* Annual cash profit unchanged at A$7.82 bln
* Return on equity falls to 14 pct from 15.8 pct
* New return on equity target of 13-14 pct (Recasts, updates with fresh CEO and analyst comments)
By Jamie Freed
SYDNEY, Nov 7 (Reuters) - Westpac on Monday said it would abandon a longstanding target of a 15 percent return on equity (ROE) after reporting the lowest ROE since the height of the financial crisis in 2009 due higher capital requirements and lower interest rates.
Australian bank returns have been under pressure from higher wholesale funding and deposit costs, as well as regulatory changes requiring them to hold more capital against their mortgage books to provide a more level playing field for smaller rivals.
Westpac said ROE had fallen to 14 percent from 15.8 percent a year earlier after it reported an unchanged cash profit of A$7.82 billion ($6 billion) for the year ended Sept. 30, in line with analysts’ expectations.
In the latest sign that Australia’s highly profitable major banks had entered a phase of lower growth, Westpac Chief Executive Officer Brian Hartzer said the old 15 percent ROE target, set by his predecessor Gail Kelly in 2012, was no longer achievable.

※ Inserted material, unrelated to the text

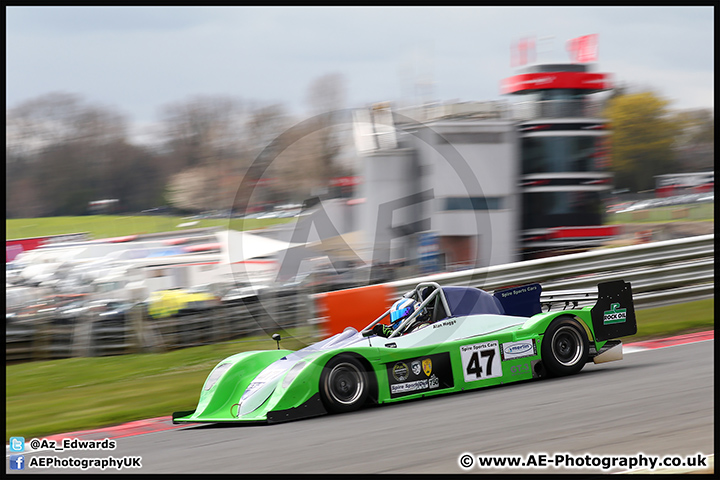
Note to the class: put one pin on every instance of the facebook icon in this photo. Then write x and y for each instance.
(17, 444)
(17, 462)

“While we might aspire to a higher level of ROE over the longer term a target of 13-14 percent is more realistic for the medium term,” Hartzer told analysts.
In addition to low interest rates and higher capital requirements, he pointed to a rise in compliance costs across the sector after scandals involving misleading financial advice, insurance fraud and alleged interest-rate rigging.
Westpac reported a ROE of 13.8 percent at the height of the global financial crisis in 2009.
Omkar Joshi, an investment analyst at Watermark Funds Management, said the new target could “prove to be too optimistic” if regulators tightened capital requirements further.
Westpac issued A$3.5 billion of new shares in October 2015 and on Monday announced a dividend reinvestment plan after issuing a final, fully-franked dividend of $A0.94 per share, the same as the previous year. The dividend was flat for the third half-year period in a row.
Westpac shares were 2.7 percent higher in morning trade, outperforming a 0.9 percent rise in the broader market, as investors drew comfort from the decision to keep the dividend steady.
Westpac said there had been a small rise in consumer and business delinquencies over the last year that suggested the asset quality cycle had turned negative.
Impairment charges rose by 49 percent to A$1.124 billion compared with the prior year, although A$231 million of the rise was attributed to exposure to a select group of institutional clients.
Westpac is the last of the big banks reporting results for the year ended Sept. 30. Rival National Australia Bank (NAB) posted a 2 percent rise in cash earnings, while ANZ reported an 18 percent decline.